Once all relevant InSAR images are analyzed and scaled nodal displacement Green’s function matrices are created, transient addition of predicted nodal displacements is performed by taking advantage of the linearity of Maxwell viscoelasticity and applying linear superposition (Massonnet and Feigl, 1998), as follows. This analysis iterated through time from the beginning of the temporally first beginning of InSAR image acquisition to the end of the temporally last end of InSAR image acquisition dates in steps of 10 days. During each 10-day period, we check to see if an InSAR image began during those 10 days. If an InSAR image did start within those 10 days, the corresponding scaled nodal displacement Green’s function is deemed “active”. The now active, scaled Green’s function is truncated based on the number of 10-day time steps that have occurred since the image started, and these summed displacement values are added to any other active, truncated nodal displacement Green’s functions. These model-calculated, summed displacements are then used in an MCMC analysis of 10 adaptations of 500 samples to determine the best-fit pressurization of the magma reservoir relative to the current magnitude of the summed nodal displacements for the current time step. The cooling schedule of this pressurization search is the exponential cooling schedule given in Supplementary Material, with σ₀ = 100 MPa and the initial search distribution center (mean) is the best-fit pressurization value for HET or VISCO (depending on elastic or viscoelastic time series analysis) for the co-eruption image and 0 MPa for all other images. This method of stepping through time and adding pressure-scaled nodal displacements is identical in both the HET- and VISCO-based analysis of transient deformation. Once the pressurization histories are calculated for both HET and VISCO, the pressurization magnitudes and SSE for each InSAR image are compared via F tests to check for significant differences between the HET- and VISCO-based pressurization estimates and their corresponding errors.

3 Results

3.1 Mesh validation

When validation FEM displacement results are compared to displacement results obtained from the analytical solution of Mogi (1958), it can be graphically seen that results are nearly identical (Supplementary Figure S1 in the Supplementary Material). The SSE of the validation FEM relative to the analytical model is 3.51 × 10⁻⁷ m² and 5.34 × 10⁻⁷ m² for the radial and vertical predictions of deformation, respectively. The average prediction error for the radial component of deformation is ∼1.24 × 10⁻⁵ m and the average prediction error for the vertical component of deformation is ∼1.15 × 10⁻⁵ m. Residuals between the FEM and analytical solution are less than 2.5% of the total deformation signal for both radial and vertical components of deformation predicted by the analytical model, indicating that the FEM is doing a suitable job of approximating the governing equations over the finite domain configuration and that the mesh is valid.
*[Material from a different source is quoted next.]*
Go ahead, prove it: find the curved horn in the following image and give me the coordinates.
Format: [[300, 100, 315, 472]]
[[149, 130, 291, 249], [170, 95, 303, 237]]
3.2 Deformation source location estimation

The best-fit magma reservoir location discovered from integrating the PMP method in MCMC analysis of the 1997 co-eruption InSAR image of Okmok relative to the origin given in Table 1 is: $\left[42.42{\pm }_{51.52}^{45.13}\mathrm{m},49.56{\pm }_{55.84}^{54.32}\mathrm{m},-3,435{.74\pm }_{50.84}^{46.44}\mathrm{m}\right]$ with a depressurization of $∆\mathrm{P}={-341.28\pm }_{11.98}^{11.04}\text{\hspace{0.17em}MPa}$ , all at the 95% confidence level. This set of parameters resulted in an SSE of 15.10 m². See Figure 8 for plots of the parameter search convergence and resulting PDFs from the PMP method used in this study. These source location estimation results are in good agreement with those from previous studies (e.g., Masterlark et al., 2012). Figure 9 shows the co-eruption InSAR image, the predicted deformation estimated using the best-fit parameters for location and pressurization given above, and the residual error between the two deformation fields, respectively.

Figure 8

Figure 8. HET model MCMC parameter convergence and PDFs. Each black dot represents results from a MC sampling for a single suite of parameters. (a) Convergence of the x-coordinate (easting) and (b) the corresponding MCMC-calculated PDF. (c) Convergence of the y-coordinate (northing) and (d) the corresponding MCMC-calculated PDF. (e) Convergence of the z-coordinate (depth in meters bsl) and (f) the corresponding MCMC-calculated PDF. (g) Convergence of SSE to a minimum value through the MCMC-based PMP implementation used in this study. (h) PDF of the HET-generated co-eruption pressurization estimate. Grey regions in PDFs denote the 95% confidence intervals.

Figure 9

Figure 9. (a) The 1997 co-eruption InSAR image of Okmok volcano (Temporal Index 11 in Supplementary Table S1; Figure 2); (b) best-fit, HET-predicted model predicted ground deformation; (c) prediction error between InSAR-observed ground deformation and best-fit HET model simulated ground deformation. The coastline of Umnak Island is contoured in each image for spatial context. The black dot in the central region of the images is the coordinate origin for this study.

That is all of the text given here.